Professor Nina Kohn has written an opinion article on Michael Oher’s conservatorship for The Hill.

In the article, “Michael Oher’s Shocking Conservatorship Exposes Court Failures”, Kohn identifies many critical issues with the Oher conservatorship, from legal representation to financial accounting, as well as how conservatorships (or guardianships) are mishandled by the courts. Potential avenues for improving how conservatorships are implemented are also outlined.

Kohn writes, “Fixing court systems will require ensuring that all judges who appoint conservators have the training needed to understand when an appointment is legally appropriate, and how to determine if that standard is met in a particular case. It will also require ensuring that courts have the systems they need to track cases and monitor those they appoint.”

Professor Jenny Breen Writes on the Supreme Court and Federal Regulatory Power

In her article at the New Labor Forum “Open for Business: The Supreme Court Curbs Federal Regulatory Power”, Professor Jenny Breen examines the recent SCOTUS decision in West Virginia v. EPA.

Professor Breen surmises, “If we aspire toward a world that is more supportive of working people, more genuinely democratic, and less beholden to the ideological views of a handful of judges, then unions and other forms of political organizing are the only way to get there.” 

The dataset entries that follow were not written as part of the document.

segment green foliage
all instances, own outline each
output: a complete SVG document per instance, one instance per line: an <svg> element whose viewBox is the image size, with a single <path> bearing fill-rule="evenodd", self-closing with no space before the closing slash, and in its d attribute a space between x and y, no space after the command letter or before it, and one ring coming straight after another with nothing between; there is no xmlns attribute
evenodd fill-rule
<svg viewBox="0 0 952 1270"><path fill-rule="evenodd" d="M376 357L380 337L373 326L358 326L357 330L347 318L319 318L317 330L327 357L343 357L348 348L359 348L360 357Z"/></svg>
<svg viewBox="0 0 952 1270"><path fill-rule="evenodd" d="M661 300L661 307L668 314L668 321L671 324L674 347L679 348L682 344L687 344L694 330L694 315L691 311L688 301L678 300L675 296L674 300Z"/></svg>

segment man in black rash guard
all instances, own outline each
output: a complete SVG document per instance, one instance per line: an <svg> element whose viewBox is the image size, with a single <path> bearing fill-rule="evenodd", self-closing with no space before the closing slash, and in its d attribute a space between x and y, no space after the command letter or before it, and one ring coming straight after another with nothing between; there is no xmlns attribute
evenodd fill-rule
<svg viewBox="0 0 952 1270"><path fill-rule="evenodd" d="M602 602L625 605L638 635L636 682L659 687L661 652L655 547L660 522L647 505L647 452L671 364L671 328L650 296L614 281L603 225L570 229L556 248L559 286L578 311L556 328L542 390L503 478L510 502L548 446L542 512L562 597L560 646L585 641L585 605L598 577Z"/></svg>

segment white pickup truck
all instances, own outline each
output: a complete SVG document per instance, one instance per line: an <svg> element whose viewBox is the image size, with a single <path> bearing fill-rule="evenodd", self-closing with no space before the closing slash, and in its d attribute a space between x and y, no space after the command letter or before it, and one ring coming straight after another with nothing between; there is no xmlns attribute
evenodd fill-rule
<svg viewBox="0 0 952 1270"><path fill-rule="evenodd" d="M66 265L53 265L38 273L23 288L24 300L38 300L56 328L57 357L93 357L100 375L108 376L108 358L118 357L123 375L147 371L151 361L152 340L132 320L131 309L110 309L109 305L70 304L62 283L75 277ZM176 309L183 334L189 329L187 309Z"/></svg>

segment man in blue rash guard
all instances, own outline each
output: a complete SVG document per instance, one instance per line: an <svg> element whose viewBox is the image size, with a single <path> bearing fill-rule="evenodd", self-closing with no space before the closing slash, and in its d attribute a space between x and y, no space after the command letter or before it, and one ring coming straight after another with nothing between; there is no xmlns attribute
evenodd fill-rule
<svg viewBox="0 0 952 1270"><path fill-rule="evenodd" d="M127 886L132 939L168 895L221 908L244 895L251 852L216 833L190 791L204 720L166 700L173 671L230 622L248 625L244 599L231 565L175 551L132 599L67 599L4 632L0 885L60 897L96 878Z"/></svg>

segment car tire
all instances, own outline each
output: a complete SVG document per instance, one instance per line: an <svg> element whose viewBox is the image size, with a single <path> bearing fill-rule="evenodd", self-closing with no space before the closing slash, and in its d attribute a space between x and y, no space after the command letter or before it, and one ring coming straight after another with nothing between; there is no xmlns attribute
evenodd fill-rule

Professor Lauryn Gouldin Discusses “Specific Suspicion” at Law and Society and Law of Policing Conferences 

Does the Fourth Amendment require officers conducting searches to have suspicion of a specific crime? Professor Lauryn Gouldin examines these topics in a current work in progress, “Specific Suspicion.” This project follows a related article, forthcoming in the Emory Law Journal, “Crimes of Suspicion,” that analyzes whether officers conducting street stops need reasonable suspicion of specific crimes. 

Gouldin presented her research last week at the Law and Society Conference in San Juan, Puerto Rico, and will present at the Law of Policing Conference at the University of Chicago tomorrow, Wednesday, June 7.

Professor David Driesen writes on the recent SCOTUS ruling in Sackett v. EPA

In Professor David Driesen’s post at the Center for Progressive Reform, he writes “Confronted with Justice Brett Kavanaugh’s argument that the dictionary definition of the term “adjacent” includes things that are nearby but not connected, Justice Samuel Alito invoked an increasingly used device to avoid following the plain language of statutes demanding broad regulation to meet public goals — a presumption against alteration of the status quo that existed before the passage of legislation.